L’accessibilità dei musei italiani secondo la Fondazione Cariplo e Abbonamento Musei
Tra i dati più significativi emerge il rapporto tra musei e pubblico della prima infanzia. Se da un lato le attività educative e gli strumenti di mediazione dedicati ai bambini tra 0 e 6 anni rappresentano uno dei punti di forza del sistema — il 41% delle istituzioni si dichiara molto preparato su questo fronte — dall’altro restano evidenti le carenze infrastrutturali.
Il 40% dei musei non dispone infatti di spazi progettati specificamente per i più piccoli e il 48% è privo di servizi e attrezzature dedicate. Solo un museo su tre offre aree per passeggini, mentre fasciatoi, allestimenti ad altezza bambino, dispositivi tattili e percorsi semplificati restano ancora poco diffusi. Un dato che, secondo i promotori della ricerca, evidenzia la necessità di riconoscere la prima infanzia come un pubblico autonomo. Particolarmente fragile appare infatti la fascia 0-3 anni, riconosciuta come pubblico di riferimento da appena il 26% delle istituzioni coinvolte.
Disabilità: superate molte barriere fisiche, la sfida ora è l’autonomia della visita al museo
Le misure legate all’accessibilità fisica risultano ormai ampiamente diffuse: il 77,3% dei musei dispone di servizi igienici accessibili e il 63,1% offre percorsi privi di barriere architettoniche o soluzioni equivalenti. Anche sul fronte economico emerge un’attenzione consolidata, con il 91,4% delle istituzioni che garantisce l’ingresso gratuito alle persone con disabilità e l’81,2% che estende l’agevolazione agli accompagnatori.
Le principali criticità riguardano invece gli strumenti che consentono una fruizione autonoma dell’esperienza museale. Supporti multisensoriali, mappe tattili, didascalie in linguaggio semplificato e informazioni accessibili risultano ancora poco diffusi. Più della metà dei musei non dispone di strumenti multisensoriali e quasi l’80% è privo di mappe tattili.

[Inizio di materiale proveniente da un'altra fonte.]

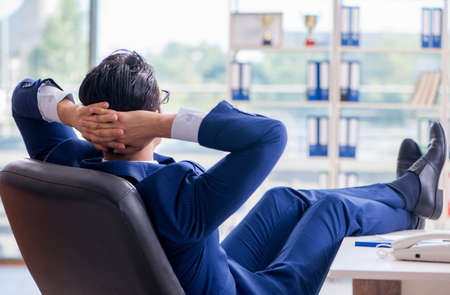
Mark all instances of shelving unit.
[227,0,450,222]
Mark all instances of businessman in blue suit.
[12,51,446,295]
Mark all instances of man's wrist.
[157,114,176,138]
[57,98,78,127]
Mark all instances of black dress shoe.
[408,122,447,219]
[397,138,426,229]
[397,138,422,178]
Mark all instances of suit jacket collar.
[80,153,175,184]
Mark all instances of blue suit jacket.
[12,79,286,294]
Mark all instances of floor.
[0,266,352,295]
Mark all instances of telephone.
[391,232,450,262]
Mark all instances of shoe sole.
[430,123,447,220]
[430,189,444,220]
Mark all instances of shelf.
[340,46,443,55]
[230,100,439,111]
[339,158,397,174]
[230,100,329,108]
[340,101,440,111]
[230,46,330,53]
[230,46,443,55]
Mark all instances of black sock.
[386,171,420,212]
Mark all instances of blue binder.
[421,8,433,48]
[348,61,361,101]
[319,61,330,100]
[306,61,320,100]
[231,62,251,100]
[307,116,328,157]
[349,7,359,46]
[431,8,442,48]
[339,117,358,158]
[341,6,351,46]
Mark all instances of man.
[12,51,446,295]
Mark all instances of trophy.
[263,15,272,46]
[305,14,317,46]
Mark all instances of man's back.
[13,79,286,294]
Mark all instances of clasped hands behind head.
[75,102,159,154]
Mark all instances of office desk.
[328,232,450,295]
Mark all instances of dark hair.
[78,49,160,111]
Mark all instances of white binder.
[306,61,318,100]
[349,62,361,101]
[341,6,351,46]
[319,117,328,146]
[308,117,319,145]
[319,61,330,100]
[230,63,241,90]
[348,118,358,148]
[350,7,359,46]
[422,8,432,47]
[339,61,350,101]
[339,118,348,146]
[241,63,252,93]
[431,8,442,48]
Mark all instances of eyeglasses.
[159,89,170,104]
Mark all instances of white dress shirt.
[37,81,207,142]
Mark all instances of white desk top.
[328,231,450,280]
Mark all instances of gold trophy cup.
[305,14,317,46]
[263,15,273,46]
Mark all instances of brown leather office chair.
[0,159,184,295]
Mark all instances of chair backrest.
[0,159,184,295]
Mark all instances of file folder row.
[341,6,360,46]
[306,61,330,100]
[307,116,328,157]
[338,172,358,187]
[339,117,359,158]
[421,8,442,48]
[418,119,433,150]
[230,62,251,100]
[340,61,361,101]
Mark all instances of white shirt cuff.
[171,108,207,142]
[37,82,75,123]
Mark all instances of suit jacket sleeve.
[181,101,287,239]
[12,79,77,160]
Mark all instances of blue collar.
[80,153,175,184]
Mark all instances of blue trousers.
[222,184,418,294]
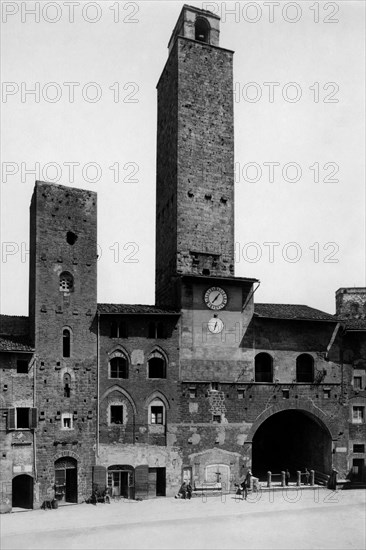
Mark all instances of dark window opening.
[60,271,74,292]
[151,406,164,424]
[111,321,118,338]
[110,321,128,338]
[149,323,156,338]
[17,407,30,430]
[296,353,314,384]
[17,359,28,374]
[119,321,128,338]
[195,17,210,44]
[156,323,165,338]
[64,374,71,397]
[353,376,362,390]
[111,405,123,424]
[66,231,78,246]
[255,353,273,382]
[110,357,128,378]
[62,328,71,357]
[148,357,166,378]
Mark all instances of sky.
[0,0,366,315]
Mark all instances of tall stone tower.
[156,5,234,306]
[29,182,97,502]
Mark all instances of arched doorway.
[12,474,33,509]
[55,456,78,502]
[252,409,332,479]
[108,464,135,499]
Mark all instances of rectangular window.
[189,388,197,399]
[110,405,123,424]
[61,413,73,430]
[17,359,28,374]
[352,405,365,424]
[151,407,164,424]
[16,407,30,430]
[7,407,37,430]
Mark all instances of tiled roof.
[0,335,34,353]
[342,319,366,330]
[254,304,337,322]
[98,304,179,314]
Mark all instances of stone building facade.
[0,6,366,511]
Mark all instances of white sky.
[1,1,365,315]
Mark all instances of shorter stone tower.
[29,182,97,502]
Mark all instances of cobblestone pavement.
[0,489,365,550]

A pesare, secondo la ricerca, non sono soltanto le risorse economiche, ma anche l’assenza di una progettazione strutturata: quasi la metà delle istituzioni non dispone ancora di un referente dedicato all’accessibilità e il tema compare raramente nei documenti strategici.
Dalla ricerca all’azione: i prossimi investimenti per musei più inclusivi in Italia
La ricerca si propone come uno strumento operativo per orientare le future politiche culturali. I risultati dell’indagine saranno infatti alla base delle iniziative promosse da Fondazione Cariplo nell’ambito delle sfide di mandato Anita. L’infanzia prima e Destinazione Autonomia, programmi che prevedono un investimento complessivo di 40 milioni di euro.
Tra le azioni annunciate figurano nuovi bandi dedicati ai musei e percorsi di formazione destinati agli operatori culturali, con l’obiettivo di rafforzare competenze, progettualità e collaborazioni territoriali. L’idea che emerge dalla ricerca è chiara: l’accessibilità non può essere considerata un insieme di interventi aggiuntivi o straordinari, ma deve diventare un elemento strutturale della progettazione museale. Una trasformazione che riguarda spazi, linguaggi, servizi e governance e che potrebbe ridefinire il ruolo stesso del museo contemporaneo come luogo realmente aperto a tutti.